La FIFA vuelve a subir los precios de las entradas para el Mundial debido a la frustración de los aficionados por la última fase de venta

Cuando la FIFA abrió la última fase de venta de entradas para la Copa Mundial 2026 el miércoles, muchos aficionados se sintieron frustrados por las largas esperas, los fallos técnicos y los precios elevados: una entrada de Categoría 1 para la final ahora supera los 10.000 dólares.

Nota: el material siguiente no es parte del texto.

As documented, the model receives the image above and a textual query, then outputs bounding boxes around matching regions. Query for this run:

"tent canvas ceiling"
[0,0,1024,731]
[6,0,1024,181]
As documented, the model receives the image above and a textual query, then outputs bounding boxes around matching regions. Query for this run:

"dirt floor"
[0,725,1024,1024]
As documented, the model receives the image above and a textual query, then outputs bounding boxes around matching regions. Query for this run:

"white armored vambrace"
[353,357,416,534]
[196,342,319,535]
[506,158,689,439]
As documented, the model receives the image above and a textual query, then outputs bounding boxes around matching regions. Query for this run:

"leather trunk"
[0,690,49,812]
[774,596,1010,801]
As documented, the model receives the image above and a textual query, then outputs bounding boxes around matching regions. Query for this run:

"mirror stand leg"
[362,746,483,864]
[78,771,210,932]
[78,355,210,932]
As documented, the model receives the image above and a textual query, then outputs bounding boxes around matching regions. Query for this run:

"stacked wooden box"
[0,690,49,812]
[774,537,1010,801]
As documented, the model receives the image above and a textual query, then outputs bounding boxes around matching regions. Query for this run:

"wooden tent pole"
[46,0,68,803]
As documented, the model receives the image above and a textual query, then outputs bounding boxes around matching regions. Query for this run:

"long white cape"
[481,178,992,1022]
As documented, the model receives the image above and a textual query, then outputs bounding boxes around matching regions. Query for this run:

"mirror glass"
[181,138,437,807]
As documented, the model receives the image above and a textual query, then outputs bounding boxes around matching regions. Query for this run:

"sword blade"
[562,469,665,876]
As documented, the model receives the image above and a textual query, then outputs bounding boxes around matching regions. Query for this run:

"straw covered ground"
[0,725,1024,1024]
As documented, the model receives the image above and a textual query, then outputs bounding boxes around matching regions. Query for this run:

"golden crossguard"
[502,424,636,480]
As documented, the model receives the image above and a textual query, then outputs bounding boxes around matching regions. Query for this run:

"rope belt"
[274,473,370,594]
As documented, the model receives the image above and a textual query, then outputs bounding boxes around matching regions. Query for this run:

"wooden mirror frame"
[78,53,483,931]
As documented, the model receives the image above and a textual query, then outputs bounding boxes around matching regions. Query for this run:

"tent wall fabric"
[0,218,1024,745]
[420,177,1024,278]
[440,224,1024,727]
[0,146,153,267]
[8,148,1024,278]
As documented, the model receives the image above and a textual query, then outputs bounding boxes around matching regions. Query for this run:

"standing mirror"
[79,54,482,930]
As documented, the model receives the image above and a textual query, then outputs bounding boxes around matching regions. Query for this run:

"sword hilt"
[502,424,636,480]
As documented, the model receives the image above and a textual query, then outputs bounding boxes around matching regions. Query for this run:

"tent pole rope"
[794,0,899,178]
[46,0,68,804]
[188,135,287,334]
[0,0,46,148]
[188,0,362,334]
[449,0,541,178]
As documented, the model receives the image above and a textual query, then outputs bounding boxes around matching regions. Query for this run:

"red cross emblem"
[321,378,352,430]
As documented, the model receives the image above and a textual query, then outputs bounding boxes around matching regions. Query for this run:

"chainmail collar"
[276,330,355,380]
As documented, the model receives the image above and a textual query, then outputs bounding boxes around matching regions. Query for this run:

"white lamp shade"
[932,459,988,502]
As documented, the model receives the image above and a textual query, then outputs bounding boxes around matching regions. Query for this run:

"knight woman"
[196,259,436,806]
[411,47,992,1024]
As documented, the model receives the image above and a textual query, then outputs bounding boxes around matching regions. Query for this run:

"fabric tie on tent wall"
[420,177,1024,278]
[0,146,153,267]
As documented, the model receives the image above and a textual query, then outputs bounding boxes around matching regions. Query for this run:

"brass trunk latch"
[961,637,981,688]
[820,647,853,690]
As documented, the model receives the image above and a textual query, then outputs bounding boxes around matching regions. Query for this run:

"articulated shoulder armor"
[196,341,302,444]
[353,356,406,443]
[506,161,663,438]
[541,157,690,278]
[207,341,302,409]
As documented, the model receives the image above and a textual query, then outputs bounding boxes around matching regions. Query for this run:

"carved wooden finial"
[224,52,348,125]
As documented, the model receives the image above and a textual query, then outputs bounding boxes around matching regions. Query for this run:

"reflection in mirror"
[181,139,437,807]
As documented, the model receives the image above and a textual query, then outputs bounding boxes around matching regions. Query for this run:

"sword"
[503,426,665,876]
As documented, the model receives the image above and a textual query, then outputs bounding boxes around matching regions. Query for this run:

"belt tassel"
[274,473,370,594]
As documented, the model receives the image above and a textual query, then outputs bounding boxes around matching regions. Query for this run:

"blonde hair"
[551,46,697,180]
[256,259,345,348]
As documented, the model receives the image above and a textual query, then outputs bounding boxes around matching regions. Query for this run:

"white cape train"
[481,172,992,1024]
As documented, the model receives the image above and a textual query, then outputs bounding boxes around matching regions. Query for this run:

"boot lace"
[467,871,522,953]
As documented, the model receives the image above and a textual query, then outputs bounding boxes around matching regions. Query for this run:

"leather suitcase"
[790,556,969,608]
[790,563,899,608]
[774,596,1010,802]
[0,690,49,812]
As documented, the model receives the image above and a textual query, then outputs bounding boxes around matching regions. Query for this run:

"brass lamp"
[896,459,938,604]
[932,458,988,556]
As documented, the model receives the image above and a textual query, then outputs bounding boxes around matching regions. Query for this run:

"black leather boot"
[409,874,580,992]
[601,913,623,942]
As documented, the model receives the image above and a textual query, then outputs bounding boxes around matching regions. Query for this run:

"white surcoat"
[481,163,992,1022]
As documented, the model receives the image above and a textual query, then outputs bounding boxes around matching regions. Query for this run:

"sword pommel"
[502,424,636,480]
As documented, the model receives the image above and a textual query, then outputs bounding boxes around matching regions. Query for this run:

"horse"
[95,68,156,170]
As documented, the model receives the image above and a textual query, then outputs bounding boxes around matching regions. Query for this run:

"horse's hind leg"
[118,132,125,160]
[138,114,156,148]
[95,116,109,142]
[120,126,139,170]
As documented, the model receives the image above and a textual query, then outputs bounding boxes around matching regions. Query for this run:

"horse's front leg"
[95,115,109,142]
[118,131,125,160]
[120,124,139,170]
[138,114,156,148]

La llamada “fase de venta de último minuto” es la primera en la que los aficionados han podido adquirir entradas por orden de llegada, sin entrar en un sorteo ni recibir acceso especial.

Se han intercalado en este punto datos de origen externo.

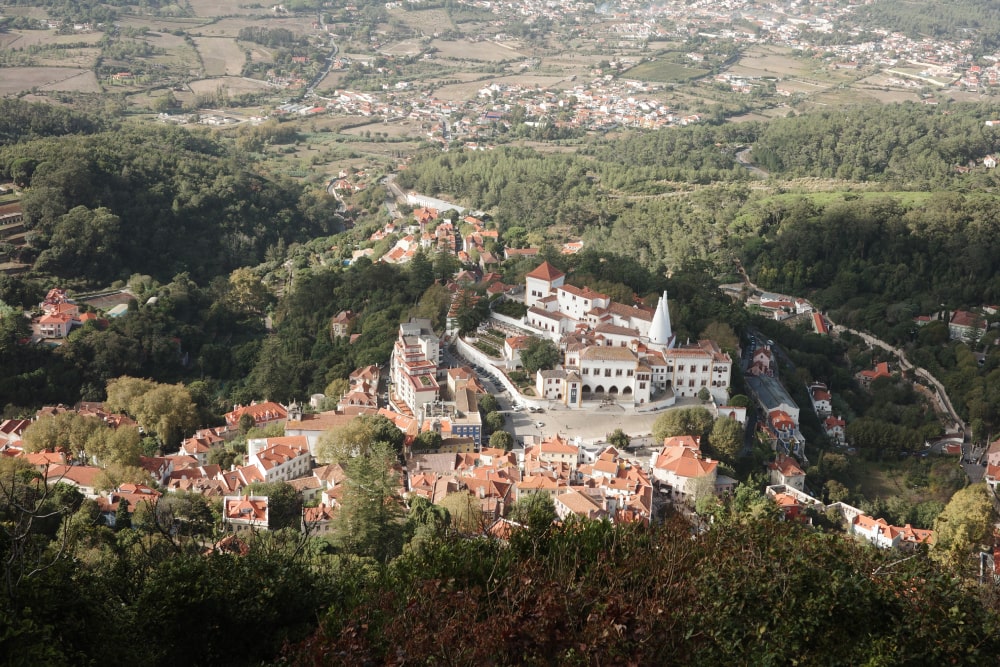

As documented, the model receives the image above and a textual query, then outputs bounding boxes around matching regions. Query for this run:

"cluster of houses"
[766,474,935,549]
[516,261,732,408]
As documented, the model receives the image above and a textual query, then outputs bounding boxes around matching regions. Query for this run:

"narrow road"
[734,259,968,434]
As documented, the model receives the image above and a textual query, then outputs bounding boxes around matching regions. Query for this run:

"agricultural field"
[431,39,527,62]
[434,74,573,102]
[388,9,455,36]
[379,39,424,56]
[188,76,272,96]
[622,58,708,83]
[728,47,817,80]
[0,67,101,95]
[857,457,966,504]
[187,0,260,18]
[194,37,246,76]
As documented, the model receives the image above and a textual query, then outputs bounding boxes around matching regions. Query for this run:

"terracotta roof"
[580,345,638,361]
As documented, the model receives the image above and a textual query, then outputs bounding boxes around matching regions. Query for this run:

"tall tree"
[653,407,712,441]
[708,417,743,463]
[334,441,403,562]
[521,336,562,375]
[930,484,996,572]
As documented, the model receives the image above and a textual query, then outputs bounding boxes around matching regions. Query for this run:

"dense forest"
[0,125,341,286]
[0,454,1000,665]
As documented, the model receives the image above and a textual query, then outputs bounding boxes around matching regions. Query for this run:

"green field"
[855,457,965,504]
[622,60,708,83]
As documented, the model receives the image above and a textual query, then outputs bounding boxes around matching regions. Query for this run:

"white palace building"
[524,262,733,407]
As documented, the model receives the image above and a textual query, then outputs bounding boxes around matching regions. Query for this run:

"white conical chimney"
[649,290,673,346]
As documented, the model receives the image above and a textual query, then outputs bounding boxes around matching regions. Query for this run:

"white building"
[247,435,312,482]
[524,262,732,406]
[390,318,441,415]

Entonces, a las 11 a.m. ET del miércoles o antes, miles de personas iniciaron sesión en el portal de la FIFA, o al menos lo intentaron. Al final, muchos esperaron durante horas antes de que se les permitiera entrar. Algunos fueron enviados por error por la FIFA al portal equivocado: a una venta especial protegida por código para seguidores dedicados de equipos que acababan de clasificarse el martes. Se vieron obligados a volver a entrar en la cola digital y afrontar otra larga espera.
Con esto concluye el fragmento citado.